Starting Monday, New Yorkers will no longer need to show proof of vaccination for indoor activities like dining and kids won’t have to wear face masks in school anymore.
via: New York Post
The eradication of the local COVID-19 mandates will come into effect starting Monday, Hizzoner said.
“The rates are now low enough that the mandatory program is no longer needed,” Adams said. “It’s time to open our city.”
Asked later if parades would be back this spring and summer, Adams said, “We have become so boring as a city. I want to become a city of excitement. We are looking to reinstate every parade, every festival, every block party. People need to get outdoors and enjoy our city again.”
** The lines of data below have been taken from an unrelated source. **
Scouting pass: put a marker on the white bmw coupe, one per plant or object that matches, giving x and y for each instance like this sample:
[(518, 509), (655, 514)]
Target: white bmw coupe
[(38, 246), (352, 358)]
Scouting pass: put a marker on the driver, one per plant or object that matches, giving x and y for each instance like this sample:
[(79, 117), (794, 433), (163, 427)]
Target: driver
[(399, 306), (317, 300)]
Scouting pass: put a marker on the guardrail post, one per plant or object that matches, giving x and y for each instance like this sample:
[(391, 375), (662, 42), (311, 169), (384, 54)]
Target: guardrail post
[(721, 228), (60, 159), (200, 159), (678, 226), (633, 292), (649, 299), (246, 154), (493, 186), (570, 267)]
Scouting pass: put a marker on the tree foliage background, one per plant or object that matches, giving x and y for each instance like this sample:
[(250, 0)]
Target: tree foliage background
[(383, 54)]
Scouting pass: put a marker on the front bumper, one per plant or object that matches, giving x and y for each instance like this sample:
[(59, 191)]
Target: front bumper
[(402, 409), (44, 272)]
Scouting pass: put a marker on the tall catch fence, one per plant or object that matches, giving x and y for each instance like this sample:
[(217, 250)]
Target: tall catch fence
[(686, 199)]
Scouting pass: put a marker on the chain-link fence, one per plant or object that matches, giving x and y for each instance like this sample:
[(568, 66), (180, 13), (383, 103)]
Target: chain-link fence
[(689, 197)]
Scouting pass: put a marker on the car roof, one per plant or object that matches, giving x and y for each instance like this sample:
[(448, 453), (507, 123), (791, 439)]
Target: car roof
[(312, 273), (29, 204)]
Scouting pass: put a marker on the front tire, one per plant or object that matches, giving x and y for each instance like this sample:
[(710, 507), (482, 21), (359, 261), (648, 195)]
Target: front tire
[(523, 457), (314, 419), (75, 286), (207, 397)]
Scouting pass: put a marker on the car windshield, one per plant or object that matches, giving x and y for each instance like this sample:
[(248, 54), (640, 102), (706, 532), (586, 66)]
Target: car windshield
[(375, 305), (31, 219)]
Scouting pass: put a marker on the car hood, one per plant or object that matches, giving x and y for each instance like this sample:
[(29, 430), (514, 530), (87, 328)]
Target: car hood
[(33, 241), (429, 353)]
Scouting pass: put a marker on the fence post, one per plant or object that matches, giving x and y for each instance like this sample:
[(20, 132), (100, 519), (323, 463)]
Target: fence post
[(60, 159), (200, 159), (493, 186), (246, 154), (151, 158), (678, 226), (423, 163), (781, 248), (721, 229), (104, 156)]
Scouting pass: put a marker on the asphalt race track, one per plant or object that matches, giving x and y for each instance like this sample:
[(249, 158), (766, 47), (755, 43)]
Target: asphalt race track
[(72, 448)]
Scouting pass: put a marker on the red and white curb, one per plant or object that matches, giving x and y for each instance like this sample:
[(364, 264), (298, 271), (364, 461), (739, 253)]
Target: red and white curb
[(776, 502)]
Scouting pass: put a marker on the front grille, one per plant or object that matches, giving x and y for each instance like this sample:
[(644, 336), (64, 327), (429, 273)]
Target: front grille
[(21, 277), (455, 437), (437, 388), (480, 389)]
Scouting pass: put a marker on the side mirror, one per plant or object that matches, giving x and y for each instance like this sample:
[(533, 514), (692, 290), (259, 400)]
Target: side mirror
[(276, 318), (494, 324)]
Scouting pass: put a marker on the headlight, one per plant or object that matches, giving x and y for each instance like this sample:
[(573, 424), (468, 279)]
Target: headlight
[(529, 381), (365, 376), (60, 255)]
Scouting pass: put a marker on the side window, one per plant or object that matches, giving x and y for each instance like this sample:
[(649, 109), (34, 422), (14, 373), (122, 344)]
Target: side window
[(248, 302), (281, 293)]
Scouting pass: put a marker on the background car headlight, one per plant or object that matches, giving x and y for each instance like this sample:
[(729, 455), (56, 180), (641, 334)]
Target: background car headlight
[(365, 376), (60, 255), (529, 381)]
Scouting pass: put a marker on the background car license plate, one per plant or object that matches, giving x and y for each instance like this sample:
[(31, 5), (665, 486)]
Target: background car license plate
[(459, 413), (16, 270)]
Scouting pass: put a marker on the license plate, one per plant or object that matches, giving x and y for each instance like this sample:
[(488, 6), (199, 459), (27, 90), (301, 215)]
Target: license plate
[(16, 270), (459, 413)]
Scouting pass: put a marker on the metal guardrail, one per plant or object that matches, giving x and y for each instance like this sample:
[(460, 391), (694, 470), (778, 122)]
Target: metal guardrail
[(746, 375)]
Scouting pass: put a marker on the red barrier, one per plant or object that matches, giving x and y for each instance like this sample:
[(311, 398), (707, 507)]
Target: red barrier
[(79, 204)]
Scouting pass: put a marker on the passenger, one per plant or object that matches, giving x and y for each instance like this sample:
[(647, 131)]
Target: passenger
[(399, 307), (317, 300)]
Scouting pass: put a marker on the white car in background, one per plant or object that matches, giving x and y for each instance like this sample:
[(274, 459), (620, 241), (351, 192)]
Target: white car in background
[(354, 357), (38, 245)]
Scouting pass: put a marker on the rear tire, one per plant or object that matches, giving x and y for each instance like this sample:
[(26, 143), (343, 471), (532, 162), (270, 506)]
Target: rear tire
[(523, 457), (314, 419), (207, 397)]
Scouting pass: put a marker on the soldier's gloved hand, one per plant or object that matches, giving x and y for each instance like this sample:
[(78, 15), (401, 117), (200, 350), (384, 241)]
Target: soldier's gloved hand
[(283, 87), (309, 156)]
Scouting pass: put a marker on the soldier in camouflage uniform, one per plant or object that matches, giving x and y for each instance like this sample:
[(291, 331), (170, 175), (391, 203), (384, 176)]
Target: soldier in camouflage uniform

The changes mean patrons at Big Apple restaurants, gyms and indoor venues — including theaters — will no longer have to show proof of vaccination in order to enter.
Individual businesses can still decide to enforce their own rules.
Children in K-12 school settings will also no longer have to don face coverings indoors.
“We want to see the faces of our children, we want to see their smiles,” Adams said. “We want to see how happy they are. We want to see when they are feeling sad so that we can be there to comfort them.”
Other COVID-19 protocols for schools, including social distancing and daily screenings, will remain in place for now.
Masks will still be required for educational settings with children under 5 years given that age group is ineligible for vaccination, Adams said.
“When you look at those under 5, they were more likely to be hospitalized. People wanted to say ‘let’s lift across the board’, but that’s not what the science was showing us. I know some people are concerned. I would rather people complain against me than… losing my babies in our city.”
United Federation of Teachers chief Mike Mulgrew called Adams’ mask decision “responsible.”
“Our doctors agree with the city’s medical experts that this is the right time to safely move from a mask mandate to an optional mask system,” Mulgrew said.
“Both the take-home tests and the in-school random tests showed no post-holiday spike and put the infection rate at less than 1 percent. This is the responsible, thoughtful way to make our next transition.”
Adams had teased his plans to nix the local COVID-19 mandates earlier this week, barring “unforeseen spikes” in new cases.
The numbers of new infections, hospitalizations and deaths are still declining, the latest city health data shows. New York City recorded an average of 541 new COVID-19 cases in the last seven days, which is down from the more than 2,000 per day just one month ago.
The city’s seven-day average positivity rate is currently 1.8 percent, Adams said.
“The numbers don’t lie,” Adams said.
He said New York City had averted 48,000 deaths, 340,000 hospitalizations and 1.9 million infections due to the Bid Apple’s high vaccination rates.
The figures, which came from a Yale University analysis, were blasted on a giant Times Square billboard on Friday.
The changes come after Gov. Kathy Hochul dropped New York’s statewide mask mandate for the majority of indoor settings last month and schools from this past Wednesday in the wake of new CDC guidelines.
Some pandemic restrictions, however, will still remain in the five boroughs for now — including vaccine mandates for public employees and private businesses.
The private business mandate, which requires employees to show proof of vaccination, means the Nets’ Kyrie Irving is still ineligible to play home games in NYC – even though he’ll now be allowed to attend as a spectator.
Mask rules are expected to still be enforced on public transportation and in nursing homes, correctional facilities and homeless shelters. Face coverings will also still be required in health care settings.
Outgoing NYC health commissioner Dave Chokshi called the axing of restrictions an “important day.”
“While this COVID-19 wave is ebbing, we can’t yet say the pandemic is ending,” he said. “We still have more work to do to ensure that even more New Yorkers are vaccinated, particularly our kids, and that all are staying up to date.”
As the return to normalcy continues, the city also revealed a new four-level COVID alert system to give clear guidance on what precautions New Yorkers should take in the event of another surge.
Chokshi, whose tenure as the city’s doctor is coming to an end, later broke down as he thanked New Yorkers.
“I believe there are jobs, there are careers, there are missions — and then there are callings,” he said. “For me, getting to serve as New York City doctor was undoubtedly a calling. It’s been the honor of a lifetime.”